According to the report of the General Department of Taxation, in 2024, the estimated budget revenue assigned to the Tax sector is 1,486,413 billion VND. Of which, crude oil revenue is 46,000 billion VND; domestic revenue is 1,440,413 billion VND.

Total state budget revenue in 2024 managed by tax authorities is estimated at VND 1,732,000 billion, equal to 116.5% of the estimate (exceeding VND 245,587 billion), equal to 113.7% compared to the implementation in 2023.

Regarding value-added tax refunds, by December 16, 2024, 18,402 value-added tax refund decisions had been issued, with a refund amount of VND 141,513 billion, equal to 83% of the estimate, up 4% over the same period last year.

During the past year, the Tax sector conducted 62,932 inspections and audits at taxpayers' offices; inspected 525,792 tax declarations at tax authorities. The total amount of proposed settlement was VND 62,726 billion (of which VND 16,463 billion was increased in revenue; VND 2,675 billion was reduced in deduction; VND 43,587 billion was reduced in loss), equal to 102% of the same period. The average increase in revenue was VND 2.47 billion/inspection and VND 201.7 million/inspection.

Debt collection in 2024 is 61,227 billion VND, an increase of 33.2% compared to 2023. The ratio of total tax debt to total state budget revenue in 2024 is 11.3%, of which the ratio of tax debt that can be collected to total revenue in 2024 is 7.8%.

The General Department of Taxation has issued 58,687 notices of temporary suspension of exit with a total tax debt of VND80,512 billion, thereby collecting VND4,289 billion from 6,648 taxpayers.

In 2025, the Tax sector aims to exceed the State budget collection task (VND 1,719,556 billion). Fully and promptly mobilize potential revenue sources, and avoid revenue losses to the budget.
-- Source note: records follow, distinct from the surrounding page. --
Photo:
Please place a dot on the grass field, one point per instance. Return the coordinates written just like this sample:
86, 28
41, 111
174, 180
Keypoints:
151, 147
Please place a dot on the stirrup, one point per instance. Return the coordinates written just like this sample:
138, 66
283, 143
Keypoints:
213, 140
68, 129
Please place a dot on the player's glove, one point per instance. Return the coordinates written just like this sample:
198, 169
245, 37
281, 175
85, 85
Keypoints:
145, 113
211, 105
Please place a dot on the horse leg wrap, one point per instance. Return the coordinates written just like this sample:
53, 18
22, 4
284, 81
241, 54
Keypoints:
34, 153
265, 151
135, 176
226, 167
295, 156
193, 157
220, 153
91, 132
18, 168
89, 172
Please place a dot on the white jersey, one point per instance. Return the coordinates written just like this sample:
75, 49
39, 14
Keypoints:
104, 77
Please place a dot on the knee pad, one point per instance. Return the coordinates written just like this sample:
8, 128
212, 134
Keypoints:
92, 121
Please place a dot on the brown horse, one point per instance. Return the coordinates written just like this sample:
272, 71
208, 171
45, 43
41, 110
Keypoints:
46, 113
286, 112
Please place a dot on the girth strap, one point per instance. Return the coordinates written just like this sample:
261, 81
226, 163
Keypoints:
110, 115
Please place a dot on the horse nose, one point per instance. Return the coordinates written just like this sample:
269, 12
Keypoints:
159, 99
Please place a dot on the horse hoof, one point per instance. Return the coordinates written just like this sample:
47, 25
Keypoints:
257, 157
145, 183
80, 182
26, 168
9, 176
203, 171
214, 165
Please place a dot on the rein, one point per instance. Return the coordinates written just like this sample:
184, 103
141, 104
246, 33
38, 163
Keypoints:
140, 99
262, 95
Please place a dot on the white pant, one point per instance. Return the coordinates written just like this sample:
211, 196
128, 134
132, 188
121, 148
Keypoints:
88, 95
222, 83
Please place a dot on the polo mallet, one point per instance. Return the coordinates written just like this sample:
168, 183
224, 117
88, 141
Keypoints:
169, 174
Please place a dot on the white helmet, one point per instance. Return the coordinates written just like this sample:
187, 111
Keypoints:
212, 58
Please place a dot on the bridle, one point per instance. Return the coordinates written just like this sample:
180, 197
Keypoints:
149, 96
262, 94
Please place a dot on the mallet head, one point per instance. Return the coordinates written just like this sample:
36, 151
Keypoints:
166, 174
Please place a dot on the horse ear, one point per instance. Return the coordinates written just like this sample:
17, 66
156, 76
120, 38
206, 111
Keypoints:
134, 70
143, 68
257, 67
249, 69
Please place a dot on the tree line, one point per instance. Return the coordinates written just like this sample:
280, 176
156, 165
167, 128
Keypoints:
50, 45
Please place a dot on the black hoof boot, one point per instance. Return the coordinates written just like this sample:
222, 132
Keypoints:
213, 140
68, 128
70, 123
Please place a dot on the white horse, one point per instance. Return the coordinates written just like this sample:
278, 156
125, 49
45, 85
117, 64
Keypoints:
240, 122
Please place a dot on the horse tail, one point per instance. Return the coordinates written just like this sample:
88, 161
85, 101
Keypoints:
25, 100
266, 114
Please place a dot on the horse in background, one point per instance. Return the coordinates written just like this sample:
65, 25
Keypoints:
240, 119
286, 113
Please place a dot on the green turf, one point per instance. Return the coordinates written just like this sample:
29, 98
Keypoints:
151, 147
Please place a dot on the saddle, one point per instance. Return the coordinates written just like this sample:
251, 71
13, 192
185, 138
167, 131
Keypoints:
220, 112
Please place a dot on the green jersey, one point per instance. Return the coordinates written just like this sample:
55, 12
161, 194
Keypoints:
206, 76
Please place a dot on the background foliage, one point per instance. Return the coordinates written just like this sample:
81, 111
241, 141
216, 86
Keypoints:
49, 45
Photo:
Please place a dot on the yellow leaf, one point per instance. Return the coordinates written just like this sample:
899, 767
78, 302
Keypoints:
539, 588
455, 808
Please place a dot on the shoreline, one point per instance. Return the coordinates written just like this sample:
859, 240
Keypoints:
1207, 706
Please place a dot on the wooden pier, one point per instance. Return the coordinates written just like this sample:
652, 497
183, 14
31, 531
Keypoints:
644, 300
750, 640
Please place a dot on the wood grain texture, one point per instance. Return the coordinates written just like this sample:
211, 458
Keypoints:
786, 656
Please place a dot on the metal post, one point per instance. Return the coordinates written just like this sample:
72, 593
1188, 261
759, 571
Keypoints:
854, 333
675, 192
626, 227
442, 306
Accordingly, the Tax sector will focus on inspecting and examining key sectors and fields with large revenue potential and high risk of revenue leakage. Develop a project to supplement the initial investigation function for tax authorities.

Regularly monitor and control compliance of inspection teams to prevent, stop, and promptly handle violations in public service activities. Complete and upgrade the electronic inspection and supervision system.

Some topics to improve the effectiveness of tax management and inspection and control against budget loss in 2025

- Personal income tax management of high-income taxpayers.

- Prevent revenue loss for businesses with sudden revenue growth; large-scale businesses that have not been inspected or audited for many years; businesses with losses for many years; businesses with profit margins lower than the industry average for many years.

- Anti-fraud in tax refund.

- Prevent loss of revenue for large businesses that do not establish businesses.

- Prevent loss of revenue from rental and real estate transfer activities.

- Prevent loss of revenue from livestock product trading (through traders, brokers, agents, etc.).

- Prevent revenue loss in the transport and BOT sectors.

- Prevent loss of revenue from e-commerce and digital business activities.

- Prevent loss of revenue for businesses with related transactions.

- Preventing loss of insurance business; trading in gold, jewelry, fine arts, iron and steel, scrap, pharmaceuticals, medical equipment, clinics, beauty salons, electronic games with prizes; lending; mineral resources (soil, rocks, sand and gravel, etc.).